When George Helow arrived as Michigan’s linebackers coach this offseason, he brought along a message that’s stuck with the program:
“Personally, on behalf of the defense, we always preach nameless, faceless opponents,” junior edge rusher David Ojabo said Saturday. “So we just gotta go out there and execute and do what we gotta do. We can’t start weighing games or whatever, we just gotta go out there and do our jobs, and the rest will take care of itself.”
Throughout the season, the No. 6 Michigan football team has worked to embrace that mantra. Whenever asked about whether they’re looking forward to a specific game, or remembering a past loss to their upcoming foe, the Wolverines always repeated that line: nameless, faceless opponents. Helow’s goal was to ensure his players didn’t look past any teams or get caught overthinking schemes.
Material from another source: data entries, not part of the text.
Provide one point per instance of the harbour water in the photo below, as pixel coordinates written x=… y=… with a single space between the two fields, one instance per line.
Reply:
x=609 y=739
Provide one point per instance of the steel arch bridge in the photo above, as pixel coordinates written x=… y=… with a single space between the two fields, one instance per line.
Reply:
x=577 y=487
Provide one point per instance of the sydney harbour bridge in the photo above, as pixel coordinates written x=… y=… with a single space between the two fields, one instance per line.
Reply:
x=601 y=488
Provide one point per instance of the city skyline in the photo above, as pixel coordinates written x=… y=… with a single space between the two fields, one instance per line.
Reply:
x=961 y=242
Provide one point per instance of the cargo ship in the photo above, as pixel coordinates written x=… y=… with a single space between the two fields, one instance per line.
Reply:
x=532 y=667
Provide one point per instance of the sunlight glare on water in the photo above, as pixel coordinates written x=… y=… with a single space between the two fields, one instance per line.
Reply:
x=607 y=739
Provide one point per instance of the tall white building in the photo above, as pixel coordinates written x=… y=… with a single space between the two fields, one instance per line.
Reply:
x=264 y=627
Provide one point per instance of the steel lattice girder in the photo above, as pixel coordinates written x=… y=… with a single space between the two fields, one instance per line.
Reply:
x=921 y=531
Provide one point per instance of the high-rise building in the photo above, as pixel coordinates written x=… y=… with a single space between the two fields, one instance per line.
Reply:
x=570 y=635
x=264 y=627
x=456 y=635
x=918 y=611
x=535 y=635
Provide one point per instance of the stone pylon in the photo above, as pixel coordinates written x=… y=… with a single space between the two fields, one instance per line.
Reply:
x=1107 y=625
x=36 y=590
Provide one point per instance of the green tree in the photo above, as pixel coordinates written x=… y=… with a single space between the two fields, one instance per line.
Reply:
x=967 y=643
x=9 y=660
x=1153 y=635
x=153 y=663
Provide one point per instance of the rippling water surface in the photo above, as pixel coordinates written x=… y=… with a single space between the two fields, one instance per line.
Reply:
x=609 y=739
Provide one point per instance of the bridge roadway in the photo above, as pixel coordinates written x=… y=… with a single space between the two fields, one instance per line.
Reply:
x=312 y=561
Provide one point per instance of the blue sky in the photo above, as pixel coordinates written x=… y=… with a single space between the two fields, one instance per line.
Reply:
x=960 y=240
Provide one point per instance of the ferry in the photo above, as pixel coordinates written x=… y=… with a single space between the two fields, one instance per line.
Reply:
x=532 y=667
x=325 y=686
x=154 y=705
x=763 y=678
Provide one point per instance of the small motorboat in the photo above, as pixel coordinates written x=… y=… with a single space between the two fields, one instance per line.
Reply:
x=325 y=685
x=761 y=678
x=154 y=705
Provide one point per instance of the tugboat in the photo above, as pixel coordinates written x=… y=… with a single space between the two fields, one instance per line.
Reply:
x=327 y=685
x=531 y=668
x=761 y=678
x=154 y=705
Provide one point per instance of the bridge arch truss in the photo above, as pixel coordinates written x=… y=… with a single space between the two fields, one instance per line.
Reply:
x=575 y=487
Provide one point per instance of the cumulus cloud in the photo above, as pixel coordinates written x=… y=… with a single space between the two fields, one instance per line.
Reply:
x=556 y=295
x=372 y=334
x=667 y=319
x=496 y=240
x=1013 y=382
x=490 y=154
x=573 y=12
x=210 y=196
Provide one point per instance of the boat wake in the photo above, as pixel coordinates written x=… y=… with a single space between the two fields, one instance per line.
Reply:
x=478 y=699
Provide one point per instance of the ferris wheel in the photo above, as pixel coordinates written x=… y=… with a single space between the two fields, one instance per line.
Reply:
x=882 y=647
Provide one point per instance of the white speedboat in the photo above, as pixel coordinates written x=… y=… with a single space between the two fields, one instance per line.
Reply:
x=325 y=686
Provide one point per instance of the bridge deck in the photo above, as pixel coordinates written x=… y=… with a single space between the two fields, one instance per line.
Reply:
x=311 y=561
So far, it’s worked. Michigan is 7-0 for the first time since 2016, the defense has surrendered more than 17 points just once this season and when the team has come out sluggish, it hasn’t been for lack of preparation or energy. The linebackers — fifth-year senior Josh Ross, in particular — have anchored a run defense that cedes just 116.7 yards per game, a vast improvement from last year’s average of 178.8 yards.
For Saturday’s matchup against No. 8 Michigan State, though, even Ross — a team captain and Helow’s most valuable weapon at middle linebacker — admitted there’s a little extra fire.
“At the end of the day, it is nameless, faceless opponents,” Ross said. “Regardless of who we play, that’s how we view it, and we’re just trying to go get it. But it is Michigan State week, and we know that. We’re just ready to have a great week of preparation and ready to go get it this weekend.”
Therein lies the reality of the situation. It’s already been repeated exhaustively — and it will continue to be repeated over the next several days — that Saturday’s game will be the first top 10 matchup between the Wolverines and Spartans since 1964. For both teams, it will act as the greatest challenge of the season so far and a measuring stick for two rebuilding programs in the midst of improbably strong starts.
The hype is massive, but that doesn’t mean the approach has to change. For Michigan, this week of preparation is about striking a balance between maintaining those same practices that have worked so far and elevating its energy to the magnitude of the rivalry.
“There’s the approach of one game at a time, which you need to do,” Michigan coach Jim Harbaugh said. “You have to do that, and you have to practice that, and that has to be implemented, lest a team be painfully humbled. Now we’re in a situation (where it’s a) huge game. In some ways, that mindset’s similar. In other ways, that definitely gets turned up a notch.”
Through seven games, energy has not been a problem for the Wolverines. They’ve shown it in every game, after every big play and in every moment where their undefeated record has looked to be in jeopardy.
And let’s be honest: No matter how many times they say otherwise, Michigan’s players don’t see Michigan State as the same as every other opponent. After the Spartans exposed all of their worst flaws last season, it’d be impossible for the Wolverines to not see this game differently.
But that doesn’t make that mindset irrelevant.
“I think it’s important especially for this game,” senior edge rusher Aidan Hutchinson said. “When you get out there, you can feel it. No one needs to be nudged to be nastier. Everyone’s gonna know on Saturday, it’s gonna be a nasty game. It’s how these rivalry games go.
“The way that we play these nameless, faceless opponents just shows that no matter who we play, if we execute, you know we’re gonna be successful.”